"Chorei no dia em que mataram Amílcar Cabral"
Justino Pinto de Andrade.
Angola, 61 anos, director da Faculdade de Economia e Gestão da Universidade Católica de Luanda. Esteve preso no Tarrafal de 1970 até ao seu encerramento, a 1 de Maio de 1974. Militante do MPLA, havia sido condenado a oito anos de cadeia.
Será que acreditava que o "Império Colonial" jamais terminaria?
Nunca pensei em Portugal e nas colónias em termos de Império. Acreditei que Portugal seria capaz de construir uma comunidade de nações amigas, cada qual com o seu Governo e Parlamento, que pudessem enfrentar juntas o futuro, com mais segurança que agora. Era esse o meu sonho, e não esse império. Como assinalei no meu livro, fiquei chocado com o estado em que encontrei Angola, depois de 500 anos de presença portuguesa.
Nunca lhe passou pela cabeça que o facto de estarmos ali presos, indivíduos de várias gerações e de origens sociais diversas, era uma clara demonstração da justeza da nossa causa?
Nunca pensei nesses termos.

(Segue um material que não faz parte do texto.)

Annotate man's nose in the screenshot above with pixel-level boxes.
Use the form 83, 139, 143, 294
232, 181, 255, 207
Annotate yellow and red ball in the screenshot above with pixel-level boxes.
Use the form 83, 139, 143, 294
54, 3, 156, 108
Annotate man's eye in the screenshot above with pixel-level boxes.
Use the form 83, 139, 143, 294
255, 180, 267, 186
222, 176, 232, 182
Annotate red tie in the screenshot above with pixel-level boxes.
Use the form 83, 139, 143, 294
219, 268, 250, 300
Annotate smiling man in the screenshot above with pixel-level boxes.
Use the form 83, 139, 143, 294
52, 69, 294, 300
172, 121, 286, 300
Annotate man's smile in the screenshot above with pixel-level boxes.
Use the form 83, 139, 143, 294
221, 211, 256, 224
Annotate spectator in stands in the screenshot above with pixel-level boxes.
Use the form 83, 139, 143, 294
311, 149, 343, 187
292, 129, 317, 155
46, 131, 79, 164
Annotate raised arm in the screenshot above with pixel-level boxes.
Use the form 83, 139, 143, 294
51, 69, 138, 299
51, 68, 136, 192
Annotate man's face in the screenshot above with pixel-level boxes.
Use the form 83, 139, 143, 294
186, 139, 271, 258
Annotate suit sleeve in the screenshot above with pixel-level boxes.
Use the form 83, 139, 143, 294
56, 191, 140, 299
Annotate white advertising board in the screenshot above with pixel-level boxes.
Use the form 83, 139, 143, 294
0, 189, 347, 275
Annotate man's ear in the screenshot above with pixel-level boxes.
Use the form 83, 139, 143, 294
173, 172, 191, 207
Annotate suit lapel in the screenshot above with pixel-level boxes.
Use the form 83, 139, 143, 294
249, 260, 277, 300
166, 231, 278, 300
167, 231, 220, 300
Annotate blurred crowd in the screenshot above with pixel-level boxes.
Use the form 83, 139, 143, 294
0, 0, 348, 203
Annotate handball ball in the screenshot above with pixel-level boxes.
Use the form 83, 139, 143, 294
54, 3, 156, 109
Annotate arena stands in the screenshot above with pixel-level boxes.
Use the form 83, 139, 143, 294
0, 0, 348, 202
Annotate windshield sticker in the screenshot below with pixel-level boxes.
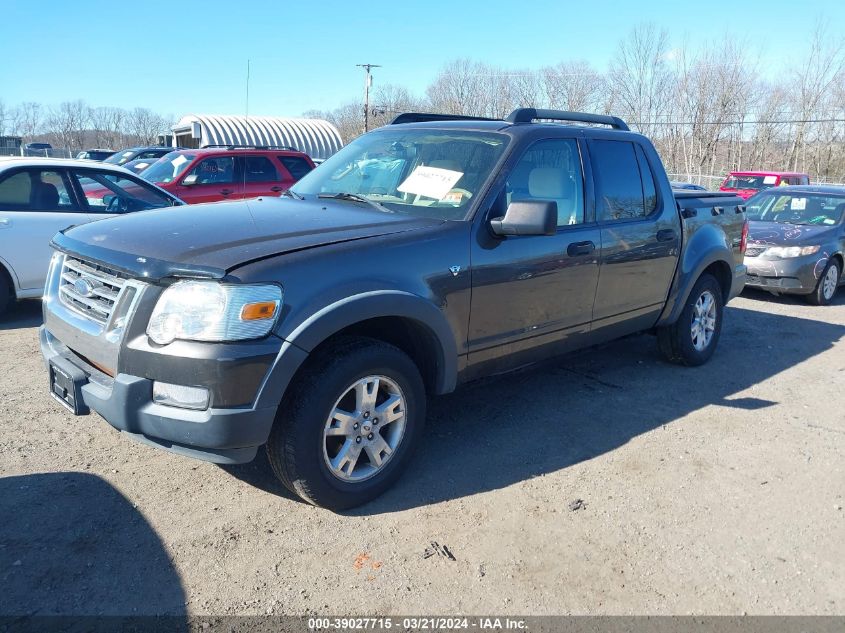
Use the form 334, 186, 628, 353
398, 166, 464, 200
790, 198, 807, 210
171, 154, 188, 168
441, 191, 464, 205
763, 176, 778, 185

Para mim, os prisioneiros pertenciam apenas a organizações políticas proibidas.
Qual foi a sensação que teve no dia em que fomos libertados e o senhor director ficou ali retido, no seu gabinete, à guarda dos militares?
À guarda dos militares? Não é verdade. Dei um abraço a muitos, entre eles o próprio Justino. E houve um outro, também de Angola, que me deu um abraço tão apertado que fiquei sensibilizado, ao mesmo tempo que me dizia: "acredite que sou seu amigo!"
Hoje, sabendo que Cabo Verde é tido como "um bom exemplo de gestão económica e política em África", não sente que valeu a pena a sua independência?
Em Cabo Verde, o povo não lutou pela sua independência. E os políticos combateram foi pela unidade da Guiné com Cabo Verde. Eu não concordava com isso. Por Cabo Verde, aceitaria; com a Guiné, não! Mas o povo não foi consultado. E Portugal abandonou Cabo Verde - como não abandonou os Açores ou a Madeira. É isso que nunca entendi e não posso esquecer.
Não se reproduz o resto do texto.